After exploring Lisbon, take a short, 30-minute drive along the scenic coastal road to Cascais and Sintra. The former was once a quaint fishing village—it still boasts a lively fish market and brightly colored boats—before becoming a popular resort for nobility. Now it is a cosmopolitan town with pretty pedestrian streets, luxuriant villas, fashionable shops and restaurants. A visit to the Castro Guimarães Museu grants glimpses into the lives of 18th and 19th century aristocracy. The nearest beach is Guincho, a surfing mecca backed by high dunes.

Hemingway, a local restaurant owned by Pedro Vaz Moura, stands right on the marina with a wood-floored semi-enclosed terrace bordered by potted flowers. Vaz Moura, one of the eatery’s mixologists, offers an impressive nine-page drink menu that includes 29 gin and vodka cocktails and 14 mojitos. Chef Bruno Soares Povoas matches Moura’s imaginative drinks with his own inventive dishes. The menu includes dark chocolate-covered foie gras lollipops, a Thai diptych of seafood ceviche with scallops tartare and crispy prawns on a bed of corn and coconut, plus tender Portuguese veal with mushrooms. As for dessert, it is simply too hard to resist Bruno’s Boat of Discovery, a sinful concoction of chocolate, coffee, cinnamon and almond.

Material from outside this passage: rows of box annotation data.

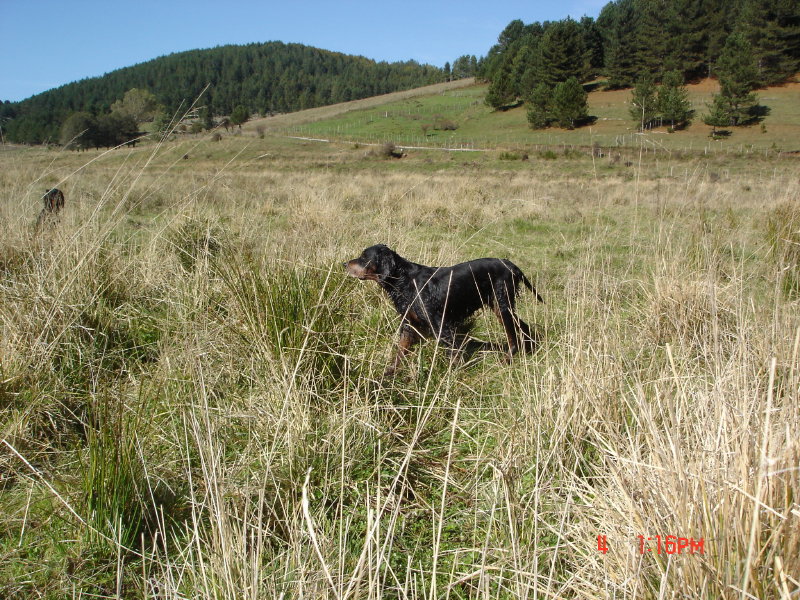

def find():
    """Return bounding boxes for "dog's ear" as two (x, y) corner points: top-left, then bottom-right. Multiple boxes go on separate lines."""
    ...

(375, 244), (397, 275)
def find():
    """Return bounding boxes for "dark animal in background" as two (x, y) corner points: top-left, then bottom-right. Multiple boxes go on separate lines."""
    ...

(36, 188), (64, 230)
(344, 244), (544, 375)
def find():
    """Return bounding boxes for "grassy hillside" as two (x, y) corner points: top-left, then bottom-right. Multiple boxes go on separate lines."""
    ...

(0, 129), (800, 600)
(267, 80), (800, 151)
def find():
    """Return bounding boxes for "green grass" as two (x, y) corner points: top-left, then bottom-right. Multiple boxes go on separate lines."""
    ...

(284, 81), (800, 152)
(0, 124), (800, 599)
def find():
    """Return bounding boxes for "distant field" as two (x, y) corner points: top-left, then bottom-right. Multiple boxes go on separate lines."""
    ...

(265, 80), (800, 152)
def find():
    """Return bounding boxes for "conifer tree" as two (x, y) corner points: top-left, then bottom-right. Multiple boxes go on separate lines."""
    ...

lisbonPhoto Credit: Restaurante Romaria de Baco

Nestled amid rolling hills and a 20-minute drive from Cascais, is Sintra, a beguiling town of narrow streets filled with palaces, castles, monasteries and monuments that have earned it several UNESCO World Heritage designations. Among them are Sintra National Palace, a mix of Gothic, Manueline and Moorish architecture; the Moorish Castle, notable for its unique setting, perched high on an outpost of the Sintra-Cascais Natural Park; and the Queluz National Palace, one of Europe’s last major examples of Rococo architecture. Nearby, the Museum of Modern Art features a collection of 20th century European and American works housed in a restored 1920s building.

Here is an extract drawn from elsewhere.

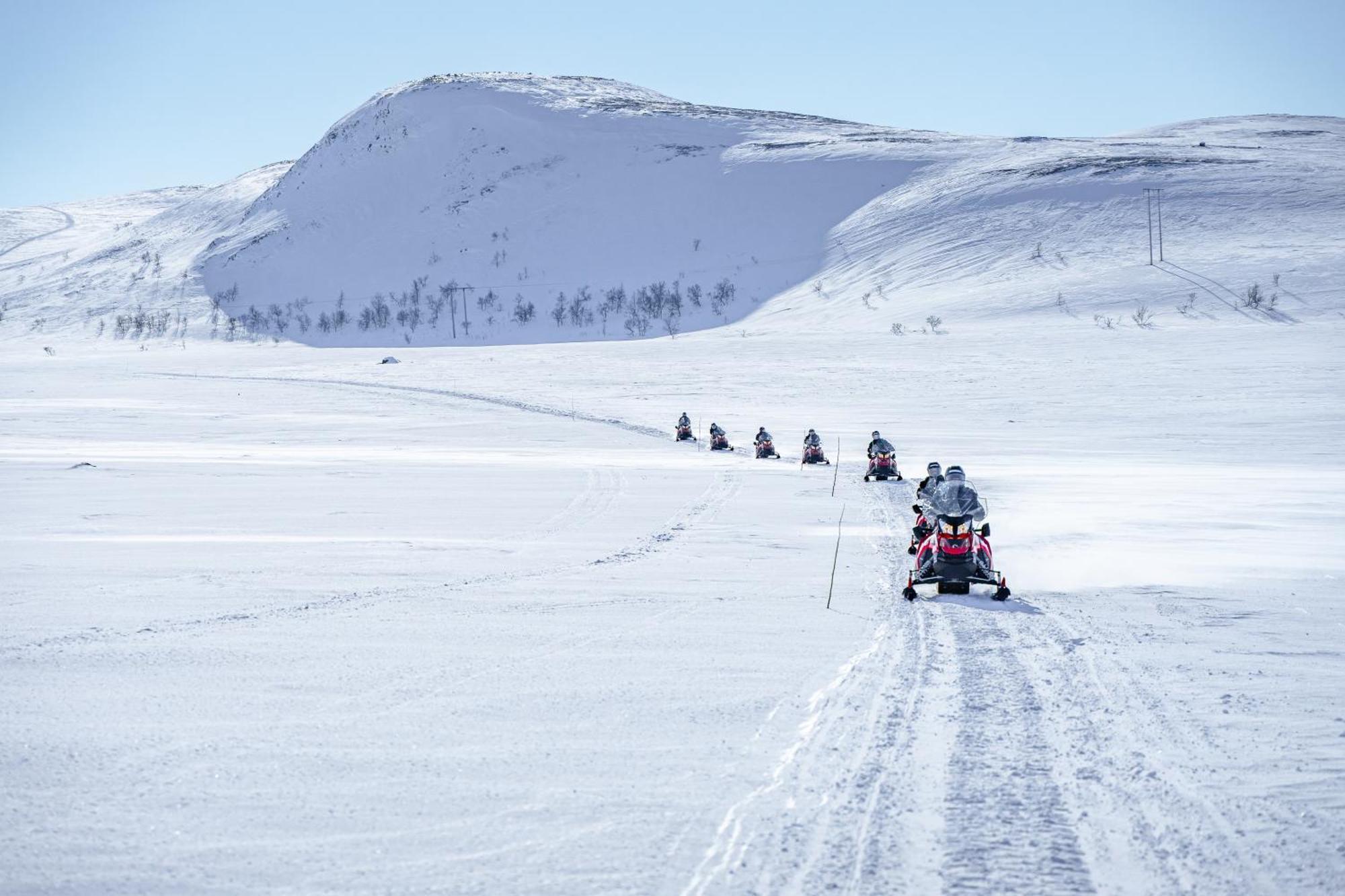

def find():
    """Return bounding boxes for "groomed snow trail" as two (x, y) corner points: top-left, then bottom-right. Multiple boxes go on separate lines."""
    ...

(683, 483), (1329, 896)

For convenient dining, try Romaria de Baco. Opened four years ago, this restaurant close to the tourist office, is the tale of two Pedros: the owner, Pedro Miranda an electric engineer and his head chef, Pedro Castro. Using his construction skills, the former renovated the one-room space, creating an intimate ambience with low lighting, terracotta floor, wooden tables, pinewood ceiling and a semi-open kitchen. The latter creates dishes with a distinct Azores influence (the place he was born). Be sure to sample several tapas such as tempura prawns, cuttlefish and homemade pies oozing game sausage and stewed octopus.

lisbonPhoto Credit: Columbia Hillen
When to Go

The best time to visit Portugal is from either March to May or September to October. During these months, the weather is warm and there are fewer crowds vying to get into attractions. From archaeology to fashion and Fado, as well as innovative cuisine and historic castles, Lisbon is one of the most exciting destinations to visit.